While this strategy makes sense, it creates a set of conditions that negatively impact aspiring small business buyers, particularly those without substantial financial backing. Here's how to signal that you're a qualified buyer:
1) Bank Statements can go a long way towards demonstrating your financial health if you are planning on funding the down payment on a loan yourself, rather than raising funds from investors. Feel free to keep bank snapshots high level at this initial stage.
2) Proof of Assets: Many buyers won’t necessarily have the entire downpayment for a multi-million dollar acquisition available in cash. If you’re planning on selling investments, providing evidence of the value of these investments can be helpful here.
3a) Letter from a Financial Institution: If you’re going to finance the bulk of your acquisition with a loan, you can share a letter from a bank. However, we've heard from brokers that these letters alone don't carry much weight.
3b) It's more important to explain how you’re looking to structure the financing and providing evidence that a financial institution is likely to lend to you at the needed terms. It can often help to approach more than one bank so you can still close if one falls through.
4a) Investor Backing: While being able to raise money from investors for your acquisition is a big win for buyers, most brokers have experienced deals where promised investor funding didn’t come through at close, killing a once-promising deal.

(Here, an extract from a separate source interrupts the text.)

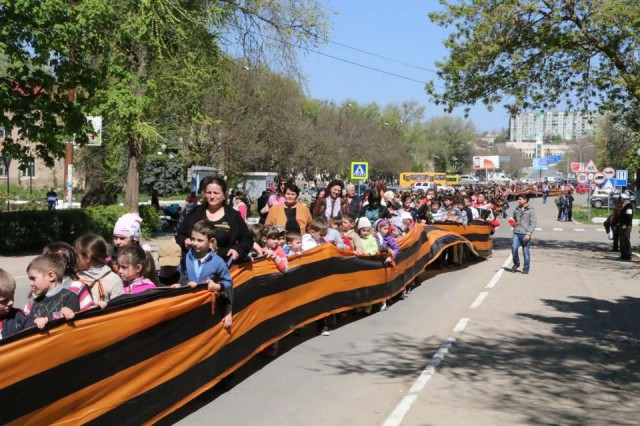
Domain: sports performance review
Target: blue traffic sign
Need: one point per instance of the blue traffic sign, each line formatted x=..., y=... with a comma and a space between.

4b) This is especially true for independent sponsors that are relying on untested investors to provide cash at close. You can alleviate concerns by sharing information about the investors themselves, particularly their track record investing in the SMB space.
Ultimately, it might be difficult for buyers to provide all or even some of this documentation. Remember that there are no absolutes in SMB acquisitions: you can try to overcome a “weakness” in one area by demonstrating strength in another.